There are so many recipes in this book I want to try! My short list is…Dark Chocolate Beer Cake, Popcorn Bread, French Baguette, Pumpkin Corn Muffins, and Lemon Poppyseed Muffins. I love the fact that she has some unusual things in the book. I mean really, beer cake? It sounds wonderful to me! I would have made that right away, but I'm out of gluten free beer. It's number one on my list.
This cookbook contains recipes for breakfast food, appetizers and sides, breads and rolls, soups, main events, and desserts. She's got all the basics covered here. The book is laid out nicely and all recipes laid out in an orderly, easy to read fashion. Each recipe also has a short introduction to the recipe explaining what you are about to make.

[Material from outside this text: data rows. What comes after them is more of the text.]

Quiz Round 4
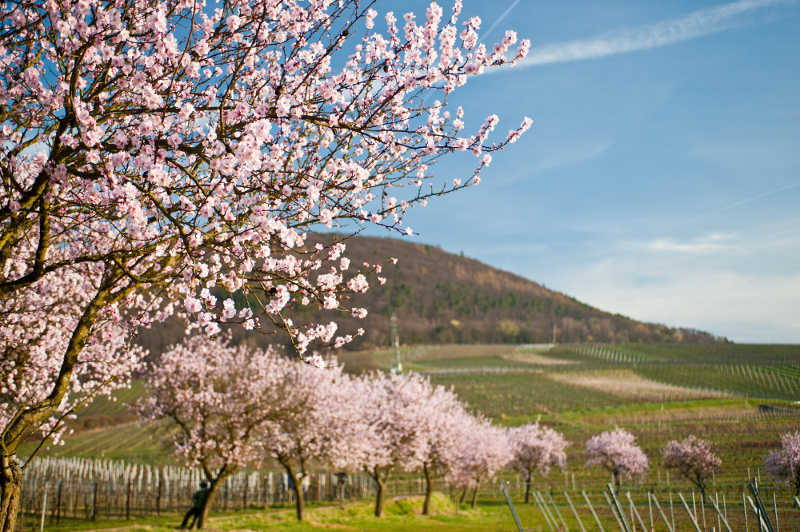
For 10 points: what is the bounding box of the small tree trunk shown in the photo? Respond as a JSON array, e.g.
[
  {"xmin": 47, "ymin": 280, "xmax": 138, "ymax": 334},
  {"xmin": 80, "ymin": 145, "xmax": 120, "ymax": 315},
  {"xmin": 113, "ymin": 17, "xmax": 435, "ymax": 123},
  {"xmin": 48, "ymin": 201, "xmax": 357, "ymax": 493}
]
[
  {"xmin": 281, "ymin": 462, "xmax": 305, "ymax": 521},
  {"xmin": 525, "ymin": 474, "xmax": 531, "ymax": 504},
  {"xmin": 422, "ymin": 464, "xmax": 433, "ymax": 515},
  {"xmin": 372, "ymin": 471, "xmax": 388, "ymax": 517},
  {"xmin": 0, "ymin": 455, "xmax": 22, "ymax": 532},
  {"xmin": 197, "ymin": 474, "xmax": 228, "ymax": 529}
]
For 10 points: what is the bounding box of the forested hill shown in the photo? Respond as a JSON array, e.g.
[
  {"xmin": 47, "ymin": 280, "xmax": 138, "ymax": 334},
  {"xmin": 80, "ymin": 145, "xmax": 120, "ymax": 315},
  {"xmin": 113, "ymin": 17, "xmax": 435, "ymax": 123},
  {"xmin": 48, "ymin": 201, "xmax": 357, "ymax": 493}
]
[
  {"xmin": 318, "ymin": 237, "xmax": 715, "ymax": 345},
  {"xmin": 140, "ymin": 235, "xmax": 716, "ymax": 354}
]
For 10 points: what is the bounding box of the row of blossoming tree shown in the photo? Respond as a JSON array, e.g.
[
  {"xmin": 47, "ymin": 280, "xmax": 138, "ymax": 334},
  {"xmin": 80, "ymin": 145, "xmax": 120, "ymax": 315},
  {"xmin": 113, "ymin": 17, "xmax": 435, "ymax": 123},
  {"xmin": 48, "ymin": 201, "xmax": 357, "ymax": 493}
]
[
  {"xmin": 139, "ymin": 336, "xmax": 800, "ymax": 522},
  {"xmin": 0, "ymin": 0, "xmax": 531, "ymax": 532}
]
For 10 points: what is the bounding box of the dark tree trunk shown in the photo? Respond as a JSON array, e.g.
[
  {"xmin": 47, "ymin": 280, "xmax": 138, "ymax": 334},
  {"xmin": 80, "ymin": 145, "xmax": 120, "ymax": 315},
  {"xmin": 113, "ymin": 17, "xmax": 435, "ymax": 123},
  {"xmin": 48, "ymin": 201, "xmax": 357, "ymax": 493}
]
[
  {"xmin": 281, "ymin": 462, "xmax": 305, "ymax": 521},
  {"xmin": 197, "ymin": 475, "xmax": 228, "ymax": 529},
  {"xmin": 422, "ymin": 464, "xmax": 433, "ymax": 515},
  {"xmin": 525, "ymin": 474, "xmax": 532, "ymax": 504},
  {"xmin": 0, "ymin": 456, "xmax": 22, "ymax": 532},
  {"xmin": 369, "ymin": 468, "xmax": 389, "ymax": 517}
]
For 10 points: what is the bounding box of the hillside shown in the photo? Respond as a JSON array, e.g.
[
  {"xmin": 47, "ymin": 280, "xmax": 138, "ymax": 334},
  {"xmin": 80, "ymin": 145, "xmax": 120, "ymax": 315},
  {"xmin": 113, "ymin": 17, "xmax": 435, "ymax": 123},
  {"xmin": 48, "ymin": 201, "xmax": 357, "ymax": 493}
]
[{"xmin": 134, "ymin": 235, "xmax": 716, "ymax": 353}]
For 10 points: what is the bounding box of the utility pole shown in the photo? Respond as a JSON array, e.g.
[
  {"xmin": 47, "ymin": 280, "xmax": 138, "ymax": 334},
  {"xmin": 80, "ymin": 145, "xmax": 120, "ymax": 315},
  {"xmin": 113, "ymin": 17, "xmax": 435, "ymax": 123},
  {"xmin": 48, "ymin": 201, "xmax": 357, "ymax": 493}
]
[{"xmin": 389, "ymin": 312, "xmax": 403, "ymax": 373}]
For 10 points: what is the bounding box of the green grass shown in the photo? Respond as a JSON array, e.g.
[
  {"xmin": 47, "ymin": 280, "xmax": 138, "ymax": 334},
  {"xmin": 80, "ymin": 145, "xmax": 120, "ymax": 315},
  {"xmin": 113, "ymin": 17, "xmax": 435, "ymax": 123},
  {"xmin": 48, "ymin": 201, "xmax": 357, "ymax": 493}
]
[
  {"xmin": 25, "ymin": 493, "xmax": 552, "ymax": 532},
  {"xmin": 431, "ymin": 373, "xmax": 626, "ymax": 420}
]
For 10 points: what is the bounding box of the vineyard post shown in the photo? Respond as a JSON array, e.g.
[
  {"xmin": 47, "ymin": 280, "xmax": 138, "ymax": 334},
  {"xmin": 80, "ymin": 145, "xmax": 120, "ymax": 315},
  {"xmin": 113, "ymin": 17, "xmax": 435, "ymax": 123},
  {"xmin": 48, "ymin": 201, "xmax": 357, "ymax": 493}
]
[
  {"xmin": 564, "ymin": 490, "xmax": 586, "ymax": 532},
  {"xmin": 711, "ymin": 492, "xmax": 732, "ymax": 532},
  {"xmin": 606, "ymin": 483, "xmax": 631, "ymax": 532},
  {"xmin": 669, "ymin": 491, "xmax": 675, "ymax": 530},
  {"xmin": 692, "ymin": 492, "xmax": 706, "ymax": 530},
  {"xmin": 603, "ymin": 490, "xmax": 630, "ymax": 532},
  {"xmin": 39, "ymin": 484, "xmax": 47, "ymax": 532},
  {"xmin": 648, "ymin": 493, "xmax": 675, "ymax": 532},
  {"xmin": 742, "ymin": 490, "xmax": 749, "ymax": 532},
  {"xmin": 678, "ymin": 492, "xmax": 703, "ymax": 532},
  {"xmin": 772, "ymin": 485, "xmax": 781, "ymax": 530},
  {"xmin": 722, "ymin": 492, "xmax": 728, "ymax": 519},
  {"xmin": 125, "ymin": 477, "xmax": 131, "ymax": 520},
  {"xmin": 533, "ymin": 490, "xmax": 558, "ymax": 530},
  {"xmin": 156, "ymin": 472, "xmax": 164, "ymax": 517},
  {"xmin": 242, "ymin": 472, "xmax": 250, "ymax": 510},
  {"xmin": 581, "ymin": 490, "xmax": 605, "ymax": 532},
  {"xmin": 92, "ymin": 480, "xmax": 97, "ymax": 521},
  {"xmin": 56, "ymin": 480, "xmax": 64, "ymax": 524},
  {"xmin": 625, "ymin": 491, "xmax": 652, "ymax": 531},
  {"xmin": 547, "ymin": 492, "xmax": 569, "ymax": 530}
]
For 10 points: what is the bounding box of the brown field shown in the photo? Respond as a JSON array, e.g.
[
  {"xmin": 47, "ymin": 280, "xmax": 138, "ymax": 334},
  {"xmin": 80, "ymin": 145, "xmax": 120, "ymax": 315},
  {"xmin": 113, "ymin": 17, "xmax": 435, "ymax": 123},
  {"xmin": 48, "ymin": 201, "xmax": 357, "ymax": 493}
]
[{"xmin": 547, "ymin": 370, "xmax": 728, "ymax": 401}]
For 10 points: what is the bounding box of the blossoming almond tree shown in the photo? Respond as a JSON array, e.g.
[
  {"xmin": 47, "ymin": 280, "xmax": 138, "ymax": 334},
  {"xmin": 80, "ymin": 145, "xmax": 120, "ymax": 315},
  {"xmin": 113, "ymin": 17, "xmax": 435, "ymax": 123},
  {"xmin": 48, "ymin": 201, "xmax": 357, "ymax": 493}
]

The first thing I wanted to make were the flour tortillas. I had leftover flank steak and that just sounded so good. Of course I eat corn tortillas all the time, but it's been almost 4 years since I've had a soft flour tortilla. The recipe was simple and really didn't take that long to make. You use the food processor to mix the dough, then roll 8 balls and let them sit for a bit. Then flatten them. I used a heavy skillet. Next, you cook them in a hot skillet on each side for just a couple minutes. Delicious! They were tender and had a great flavor. I will be making them again!

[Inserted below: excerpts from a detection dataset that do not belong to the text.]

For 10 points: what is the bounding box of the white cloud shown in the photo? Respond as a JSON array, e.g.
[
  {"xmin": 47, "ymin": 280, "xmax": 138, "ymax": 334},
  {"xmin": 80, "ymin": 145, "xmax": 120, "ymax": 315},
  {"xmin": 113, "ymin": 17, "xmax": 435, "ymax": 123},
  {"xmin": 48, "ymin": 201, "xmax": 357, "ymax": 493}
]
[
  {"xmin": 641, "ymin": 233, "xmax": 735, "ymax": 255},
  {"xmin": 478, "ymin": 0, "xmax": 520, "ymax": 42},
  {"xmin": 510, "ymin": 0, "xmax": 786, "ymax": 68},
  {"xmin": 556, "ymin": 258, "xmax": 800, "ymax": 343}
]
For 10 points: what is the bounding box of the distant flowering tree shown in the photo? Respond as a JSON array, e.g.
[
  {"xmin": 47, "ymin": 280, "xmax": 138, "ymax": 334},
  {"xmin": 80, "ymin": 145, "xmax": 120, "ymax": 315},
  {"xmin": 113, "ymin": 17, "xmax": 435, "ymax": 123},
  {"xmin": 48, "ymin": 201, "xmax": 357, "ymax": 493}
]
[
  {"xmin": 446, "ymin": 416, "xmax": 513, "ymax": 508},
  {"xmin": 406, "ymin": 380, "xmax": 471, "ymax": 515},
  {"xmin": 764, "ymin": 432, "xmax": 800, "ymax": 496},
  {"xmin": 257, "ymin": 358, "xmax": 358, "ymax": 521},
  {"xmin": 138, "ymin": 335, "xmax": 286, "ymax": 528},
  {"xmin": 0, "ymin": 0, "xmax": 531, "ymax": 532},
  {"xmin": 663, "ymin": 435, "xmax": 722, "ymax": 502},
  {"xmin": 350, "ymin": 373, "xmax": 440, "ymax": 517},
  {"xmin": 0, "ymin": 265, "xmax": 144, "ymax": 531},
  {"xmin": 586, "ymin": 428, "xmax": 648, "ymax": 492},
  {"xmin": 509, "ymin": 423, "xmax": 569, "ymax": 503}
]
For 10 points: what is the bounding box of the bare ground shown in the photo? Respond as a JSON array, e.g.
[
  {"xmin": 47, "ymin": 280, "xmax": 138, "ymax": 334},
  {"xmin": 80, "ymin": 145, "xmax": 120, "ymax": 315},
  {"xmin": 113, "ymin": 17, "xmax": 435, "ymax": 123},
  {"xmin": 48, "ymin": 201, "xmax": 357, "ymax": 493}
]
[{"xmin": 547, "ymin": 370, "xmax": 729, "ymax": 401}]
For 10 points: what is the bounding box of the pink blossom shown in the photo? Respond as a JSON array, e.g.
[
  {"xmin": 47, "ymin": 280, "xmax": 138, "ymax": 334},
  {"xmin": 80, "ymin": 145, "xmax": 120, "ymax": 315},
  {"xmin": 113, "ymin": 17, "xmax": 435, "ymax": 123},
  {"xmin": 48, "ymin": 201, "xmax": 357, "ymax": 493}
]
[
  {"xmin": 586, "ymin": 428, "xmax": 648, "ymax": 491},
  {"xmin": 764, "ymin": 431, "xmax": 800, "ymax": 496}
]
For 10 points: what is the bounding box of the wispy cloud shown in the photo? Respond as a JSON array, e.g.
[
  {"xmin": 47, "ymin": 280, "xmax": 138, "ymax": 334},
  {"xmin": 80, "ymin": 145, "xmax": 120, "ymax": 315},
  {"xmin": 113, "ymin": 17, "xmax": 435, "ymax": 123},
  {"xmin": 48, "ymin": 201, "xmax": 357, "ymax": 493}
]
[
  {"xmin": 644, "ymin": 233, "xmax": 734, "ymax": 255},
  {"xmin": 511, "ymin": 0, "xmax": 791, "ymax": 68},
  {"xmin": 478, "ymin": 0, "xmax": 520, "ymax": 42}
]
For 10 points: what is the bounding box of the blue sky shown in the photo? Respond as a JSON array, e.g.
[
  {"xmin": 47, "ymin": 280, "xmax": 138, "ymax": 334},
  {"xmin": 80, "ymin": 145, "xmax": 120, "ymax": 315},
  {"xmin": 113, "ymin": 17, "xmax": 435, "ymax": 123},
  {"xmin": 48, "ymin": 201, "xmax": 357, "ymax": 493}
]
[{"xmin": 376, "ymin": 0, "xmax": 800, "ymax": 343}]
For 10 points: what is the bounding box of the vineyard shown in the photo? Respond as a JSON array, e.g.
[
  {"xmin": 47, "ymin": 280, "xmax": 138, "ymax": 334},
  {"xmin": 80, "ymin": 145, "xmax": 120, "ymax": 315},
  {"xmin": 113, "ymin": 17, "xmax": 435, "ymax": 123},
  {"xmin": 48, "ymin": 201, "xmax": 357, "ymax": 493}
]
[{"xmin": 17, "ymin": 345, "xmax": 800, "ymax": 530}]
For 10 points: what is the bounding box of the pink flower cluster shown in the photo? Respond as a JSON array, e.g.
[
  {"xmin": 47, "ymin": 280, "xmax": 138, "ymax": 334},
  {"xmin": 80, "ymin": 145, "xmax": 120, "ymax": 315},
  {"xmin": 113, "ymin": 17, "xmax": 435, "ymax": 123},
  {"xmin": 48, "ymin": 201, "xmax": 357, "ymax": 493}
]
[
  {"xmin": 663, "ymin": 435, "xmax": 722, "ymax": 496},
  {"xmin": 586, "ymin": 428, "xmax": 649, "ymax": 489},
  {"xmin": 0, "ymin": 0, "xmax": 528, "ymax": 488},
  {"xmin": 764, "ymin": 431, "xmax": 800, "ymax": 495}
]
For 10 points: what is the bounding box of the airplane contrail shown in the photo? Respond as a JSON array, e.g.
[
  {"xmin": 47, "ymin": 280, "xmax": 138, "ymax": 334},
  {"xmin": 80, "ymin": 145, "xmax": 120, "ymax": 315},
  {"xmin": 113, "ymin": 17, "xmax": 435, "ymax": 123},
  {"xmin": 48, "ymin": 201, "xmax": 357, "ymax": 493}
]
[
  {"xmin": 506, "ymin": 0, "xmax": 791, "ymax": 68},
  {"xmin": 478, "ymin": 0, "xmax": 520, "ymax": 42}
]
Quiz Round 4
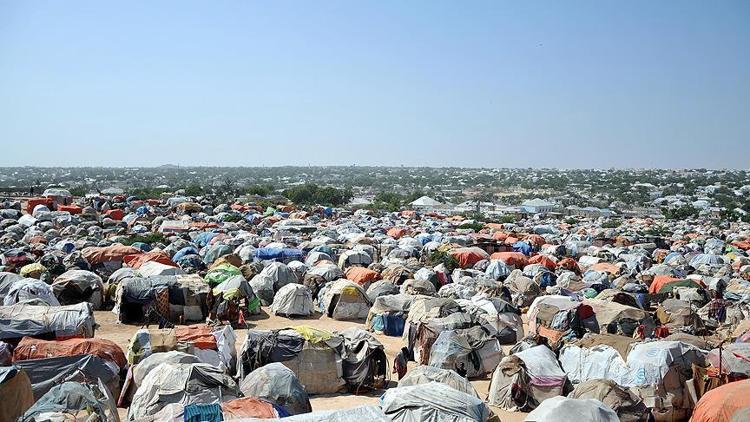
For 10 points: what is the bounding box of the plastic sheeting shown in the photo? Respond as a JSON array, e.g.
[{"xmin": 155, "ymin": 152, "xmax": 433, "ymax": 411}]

The black specks in the picture is from the rice flour browning in the skillet. As you roll the tortillas out, you need to have some flour down to keep them from sticking. I used rice flour. It tends to brown in the skillet but did not cause a bad flavor.
As I make other recipes from the book I will post the pictures here and let you know what I think about it. In the mean time, you might want to check this book and her website out!

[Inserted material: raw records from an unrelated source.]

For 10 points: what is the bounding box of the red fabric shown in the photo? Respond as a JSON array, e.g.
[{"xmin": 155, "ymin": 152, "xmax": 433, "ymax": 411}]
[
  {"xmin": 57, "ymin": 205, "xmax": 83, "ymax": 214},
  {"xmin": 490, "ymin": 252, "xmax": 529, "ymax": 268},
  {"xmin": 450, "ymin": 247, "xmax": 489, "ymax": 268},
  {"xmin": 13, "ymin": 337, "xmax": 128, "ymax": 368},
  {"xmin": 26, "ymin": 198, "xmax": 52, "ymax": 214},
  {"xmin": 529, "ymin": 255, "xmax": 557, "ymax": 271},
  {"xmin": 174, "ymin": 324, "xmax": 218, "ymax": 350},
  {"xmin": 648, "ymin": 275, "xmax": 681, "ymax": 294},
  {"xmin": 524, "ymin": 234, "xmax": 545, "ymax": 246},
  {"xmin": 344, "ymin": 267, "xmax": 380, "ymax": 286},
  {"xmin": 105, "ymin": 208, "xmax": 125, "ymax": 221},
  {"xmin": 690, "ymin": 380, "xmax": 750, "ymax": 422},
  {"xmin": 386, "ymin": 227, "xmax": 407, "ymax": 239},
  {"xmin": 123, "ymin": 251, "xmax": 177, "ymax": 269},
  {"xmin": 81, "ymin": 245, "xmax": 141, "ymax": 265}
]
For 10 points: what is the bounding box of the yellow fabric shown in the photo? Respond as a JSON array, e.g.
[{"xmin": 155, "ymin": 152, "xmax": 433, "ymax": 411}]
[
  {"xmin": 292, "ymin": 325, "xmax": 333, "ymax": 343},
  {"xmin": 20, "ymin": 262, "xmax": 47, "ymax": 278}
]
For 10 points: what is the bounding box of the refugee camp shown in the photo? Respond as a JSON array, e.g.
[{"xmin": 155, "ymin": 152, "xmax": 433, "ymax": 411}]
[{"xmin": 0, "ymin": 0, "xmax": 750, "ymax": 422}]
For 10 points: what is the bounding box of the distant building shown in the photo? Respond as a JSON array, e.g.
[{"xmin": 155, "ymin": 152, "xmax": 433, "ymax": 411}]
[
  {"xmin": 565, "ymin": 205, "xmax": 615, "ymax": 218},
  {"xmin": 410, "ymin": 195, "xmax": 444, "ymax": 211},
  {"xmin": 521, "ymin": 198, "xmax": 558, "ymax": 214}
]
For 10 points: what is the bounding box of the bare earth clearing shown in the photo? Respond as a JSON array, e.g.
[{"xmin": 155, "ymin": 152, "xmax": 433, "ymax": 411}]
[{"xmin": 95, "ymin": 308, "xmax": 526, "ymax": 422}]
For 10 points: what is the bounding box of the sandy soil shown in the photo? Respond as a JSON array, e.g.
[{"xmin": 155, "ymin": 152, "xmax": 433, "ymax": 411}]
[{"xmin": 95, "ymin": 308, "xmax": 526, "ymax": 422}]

Update: Since this post was written, I have also made the Chocolate beer cake and it was fabulous! It will be my "go to" chocolate cake recipe from now on. I made a chocolate glaze for the top instead of icing which worked out really well.
Also, on super bowl Sunday I was looking for a flat bread of sorts to serve with a pizza dip I was making. I happened to remember this cookbook had a focaccia recipe and decided to try it. It was fabulous as well and I will use this recipe over and over! It worked perfectly for the pizza dip and tasted really good.